“Be quiet!” shouted Mr. May fiercely. “You unnerve me with all this snivelling!—and I won’t be unnerved! I’m going myself to the cove—I’ll soon clear up this business! I don’t believe anything has happened to Diana,—it’s a fine morning, and she’s probably enjoying a swim,—she can swim like a fish—you know she can!—she couldn’t drown!”

And with a half-suppressed oath he trotted out, all fuss and feathers, like an angry turkey-cock, his whole mentality arrayed against fate and circumstance, resolved to show that he was stronger than either.

By this time the ill news had spread, and the servants, the gardeners, and a few of the villagers went running down to the cove. It was true there had been a high tide that morning,—there was yet the glistening trail of the loftiest wave on the rocks where the freshly tossed seaweed clung. Safe out of all possible reach of the water, and neatly piled together on a ledge of rock, were Diana’s simple garments, as Grace had said,—with her hat, stockings and shoes and the unused bathing towel. A veteran sailor had joined the group of onlookers, and now, drawing his pipe from his mouth, he asked:

“What time did the leddy coom down ’ere?”

Mr. May had by now lost a little of his self-assertiveness and was feeling distinctly uncomfortable. He was not a man of sentiment; though he could often feign emotion successfully enough to deceive the very elect. But just now he was, as he would himself have said, “very much upset.” He knew that he ought to appear to his own servants and to the villagers like a fond father distracted with anxiety and suspense, and he was aware that his dumpy figure in tight white flannels did not “dress” the part. He replied curtly:

“She was here a little before six, I’m told——”

“Ah, poor thing, then she’s been carried out of her depth!” said the old “salt.” “There’s a main deal o’ suction with the sea in this ’ere cove when full tide cooms in——”

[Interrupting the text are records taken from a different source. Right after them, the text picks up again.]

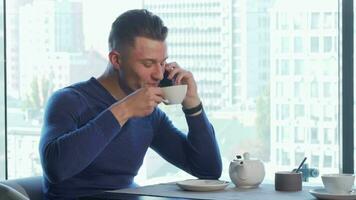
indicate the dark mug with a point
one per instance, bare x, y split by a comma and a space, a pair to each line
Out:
288, 181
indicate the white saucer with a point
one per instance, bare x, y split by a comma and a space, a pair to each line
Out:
321, 193
202, 185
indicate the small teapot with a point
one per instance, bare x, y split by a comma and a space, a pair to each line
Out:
246, 173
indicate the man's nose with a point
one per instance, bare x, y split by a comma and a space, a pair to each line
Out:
158, 72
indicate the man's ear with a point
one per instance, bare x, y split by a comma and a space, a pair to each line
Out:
115, 59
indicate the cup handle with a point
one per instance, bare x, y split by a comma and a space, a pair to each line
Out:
165, 101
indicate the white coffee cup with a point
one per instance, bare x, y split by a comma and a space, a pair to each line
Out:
338, 183
174, 94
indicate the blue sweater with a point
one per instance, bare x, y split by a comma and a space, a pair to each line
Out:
84, 150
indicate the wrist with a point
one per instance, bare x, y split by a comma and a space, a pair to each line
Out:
191, 103
120, 112
194, 110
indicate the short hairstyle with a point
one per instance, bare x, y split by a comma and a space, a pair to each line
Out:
135, 23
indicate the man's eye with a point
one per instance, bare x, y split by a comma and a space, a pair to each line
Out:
147, 64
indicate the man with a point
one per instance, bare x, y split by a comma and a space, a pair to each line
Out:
96, 133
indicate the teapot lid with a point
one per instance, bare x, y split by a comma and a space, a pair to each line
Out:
246, 156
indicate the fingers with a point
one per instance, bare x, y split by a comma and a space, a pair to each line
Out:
177, 73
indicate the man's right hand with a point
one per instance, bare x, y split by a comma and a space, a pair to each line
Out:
138, 104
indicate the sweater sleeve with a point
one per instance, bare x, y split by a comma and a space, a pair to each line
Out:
65, 148
196, 152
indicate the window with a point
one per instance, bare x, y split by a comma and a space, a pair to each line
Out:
298, 44
2, 98
239, 93
314, 44
315, 20
327, 44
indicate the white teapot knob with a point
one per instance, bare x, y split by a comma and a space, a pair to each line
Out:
246, 156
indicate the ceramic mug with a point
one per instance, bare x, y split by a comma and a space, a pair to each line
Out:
174, 94
288, 181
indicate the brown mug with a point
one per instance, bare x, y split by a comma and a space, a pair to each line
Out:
288, 181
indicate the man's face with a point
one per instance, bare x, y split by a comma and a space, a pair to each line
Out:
143, 64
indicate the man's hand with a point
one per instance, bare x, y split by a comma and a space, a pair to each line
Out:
138, 104
181, 76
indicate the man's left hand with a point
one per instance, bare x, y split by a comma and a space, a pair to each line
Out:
182, 76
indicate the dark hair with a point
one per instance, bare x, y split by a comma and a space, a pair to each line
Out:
135, 23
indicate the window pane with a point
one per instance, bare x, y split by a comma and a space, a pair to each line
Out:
2, 92
266, 70
354, 77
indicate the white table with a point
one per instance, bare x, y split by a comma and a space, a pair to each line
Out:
264, 191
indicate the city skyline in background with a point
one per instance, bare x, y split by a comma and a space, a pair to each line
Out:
254, 62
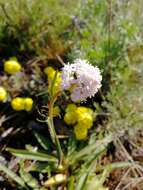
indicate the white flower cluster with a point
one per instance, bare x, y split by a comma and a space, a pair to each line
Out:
81, 78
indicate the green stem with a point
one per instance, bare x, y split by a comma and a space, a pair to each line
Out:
52, 129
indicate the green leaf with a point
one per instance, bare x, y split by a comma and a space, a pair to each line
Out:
28, 178
12, 175
42, 140
82, 181
24, 154
93, 149
71, 185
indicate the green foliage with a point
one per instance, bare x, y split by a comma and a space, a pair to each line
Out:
107, 34
34, 27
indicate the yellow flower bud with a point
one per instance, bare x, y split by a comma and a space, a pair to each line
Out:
18, 104
86, 120
56, 111
28, 104
71, 108
82, 110
12, 66
3, 94
70, 118
80, 132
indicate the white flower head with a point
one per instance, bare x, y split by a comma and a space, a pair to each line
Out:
82, 78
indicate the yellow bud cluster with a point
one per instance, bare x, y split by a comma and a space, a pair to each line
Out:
51, 74
20, 104
56, 111
82, 119
12, 66
3, 94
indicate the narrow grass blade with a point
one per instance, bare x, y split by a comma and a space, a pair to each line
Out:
12, 175
24, 154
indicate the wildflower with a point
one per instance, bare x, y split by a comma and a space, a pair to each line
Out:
28, 104
82, 79
50, 72
85, 116
3, 94
80, 131
56, 111
18, 104
71, 117
12, 66
71, 108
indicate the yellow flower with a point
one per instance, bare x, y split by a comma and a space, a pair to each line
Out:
18, 104
56, 111
85, 116
71, 108
3, 94
28, 104
12, 66
80, 132
70, 118
86, 120
83, 110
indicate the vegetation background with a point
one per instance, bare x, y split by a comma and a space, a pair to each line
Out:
109, 34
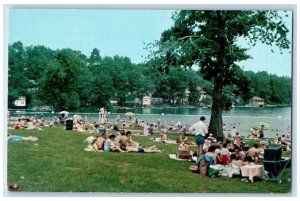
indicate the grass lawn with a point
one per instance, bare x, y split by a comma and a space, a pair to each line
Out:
58, 163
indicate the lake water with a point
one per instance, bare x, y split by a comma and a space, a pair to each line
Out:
278, 118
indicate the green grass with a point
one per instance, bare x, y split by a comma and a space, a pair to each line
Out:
58, 163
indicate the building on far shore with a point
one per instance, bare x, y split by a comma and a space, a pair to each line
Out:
256, 102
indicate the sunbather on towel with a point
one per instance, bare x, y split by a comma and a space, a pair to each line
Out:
18, 138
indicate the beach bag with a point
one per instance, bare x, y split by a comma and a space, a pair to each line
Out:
183, 154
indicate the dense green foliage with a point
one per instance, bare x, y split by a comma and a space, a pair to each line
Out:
67, 79
58, 163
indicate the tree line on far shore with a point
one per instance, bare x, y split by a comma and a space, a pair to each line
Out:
67, 79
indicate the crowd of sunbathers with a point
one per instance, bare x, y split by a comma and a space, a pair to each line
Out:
31, 123
121, 143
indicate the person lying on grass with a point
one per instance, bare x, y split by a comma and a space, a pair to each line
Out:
152, 149
14, 137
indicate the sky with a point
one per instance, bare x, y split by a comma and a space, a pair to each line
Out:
119, 32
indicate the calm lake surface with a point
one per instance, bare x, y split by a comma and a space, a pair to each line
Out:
278, 118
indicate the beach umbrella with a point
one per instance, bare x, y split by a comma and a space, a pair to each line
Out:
129, 114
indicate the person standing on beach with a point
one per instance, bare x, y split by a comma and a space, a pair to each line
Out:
261, 132
200, 130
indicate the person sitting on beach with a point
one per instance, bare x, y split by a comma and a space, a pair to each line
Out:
152, 149
163, 133
240, 155
255, 133
261, 132
211, 138
276, 139
233, 131
288, 137
225, 154
213, 154
180, 134
284, 141
183, 146
146, 129
110, 144
254, 153
98, 143
18, 125
237, 139
123, 140
150, 129
14, 137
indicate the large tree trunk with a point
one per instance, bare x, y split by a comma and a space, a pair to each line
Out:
216, 122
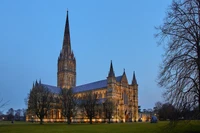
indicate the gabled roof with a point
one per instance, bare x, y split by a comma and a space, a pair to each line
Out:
83, 88
93, 85
52, 89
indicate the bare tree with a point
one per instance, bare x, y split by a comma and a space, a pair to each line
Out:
68, 104
40, 101
89, 103
180, 70
109, 107
2, 103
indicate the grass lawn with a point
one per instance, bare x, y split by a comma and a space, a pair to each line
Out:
23, 127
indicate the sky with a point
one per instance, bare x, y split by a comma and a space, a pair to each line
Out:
31, 36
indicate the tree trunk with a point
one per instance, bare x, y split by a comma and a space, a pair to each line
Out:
199, 55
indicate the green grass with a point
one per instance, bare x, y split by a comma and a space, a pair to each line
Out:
22, 127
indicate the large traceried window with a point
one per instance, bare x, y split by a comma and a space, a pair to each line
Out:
125, 98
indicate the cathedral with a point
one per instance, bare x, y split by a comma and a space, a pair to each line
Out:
114, 87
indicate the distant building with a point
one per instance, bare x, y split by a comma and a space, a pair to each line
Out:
113, 87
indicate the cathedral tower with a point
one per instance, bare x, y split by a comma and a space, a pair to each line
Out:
66, 75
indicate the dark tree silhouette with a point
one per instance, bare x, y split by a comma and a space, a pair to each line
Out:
180, 70
40, 101
68, 104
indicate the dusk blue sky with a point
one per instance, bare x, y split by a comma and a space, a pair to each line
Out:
31, 36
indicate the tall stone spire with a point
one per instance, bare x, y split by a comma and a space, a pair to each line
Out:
66, 75
66, 39
111, 72
134, 81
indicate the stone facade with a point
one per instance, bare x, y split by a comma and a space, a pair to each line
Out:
117, 88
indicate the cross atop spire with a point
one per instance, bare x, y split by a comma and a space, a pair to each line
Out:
66, 40
111, 72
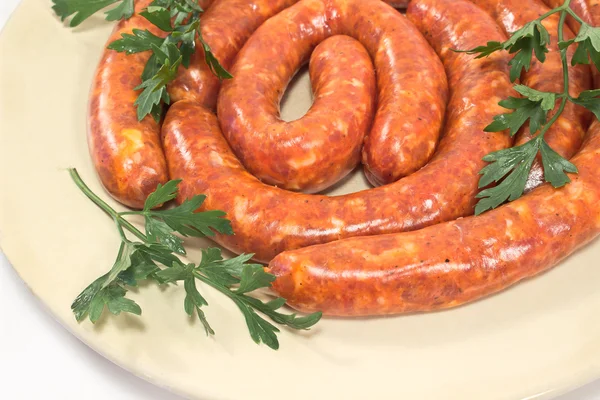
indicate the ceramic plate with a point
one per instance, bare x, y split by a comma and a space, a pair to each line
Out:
536, 340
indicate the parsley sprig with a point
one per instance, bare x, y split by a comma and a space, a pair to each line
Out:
152, 257
510, 168
180, 18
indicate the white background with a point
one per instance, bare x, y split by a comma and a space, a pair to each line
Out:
40, 359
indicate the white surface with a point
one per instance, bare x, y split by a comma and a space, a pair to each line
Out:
40, 359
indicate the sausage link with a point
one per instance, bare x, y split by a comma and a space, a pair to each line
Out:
451, 263
409, 73
268, 220
454, 262
225, 27
566, 135
581, 8
126, 153
589, 12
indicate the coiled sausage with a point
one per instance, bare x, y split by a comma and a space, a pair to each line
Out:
566, 135
454, 262
305, 155
269, 220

“She’s an excellent swimmer,” said Mr. May, gazing at the sea in a vaguely disappointed way, as though he thought each wave that swept slowly in ought to bring Diana riding triumphantly on top of it.

“Ay, ay!—that may be!—but swimmin’ winnot allers save a woman what’s light weight an’ ain’t got the muscles of a man. There’s a force o’ water ’ere sometimes as ’ud sweep a cart an’ ’oss off like a bit o’ straw! Ay, ay!—she’s gone for sure! an’ mebbe her poor body’ll never come nigh—leastways not ’ere,—it might, lower down the coast.”

Here Grace Laurie, who was with the other servants watching, began to cry bitterly.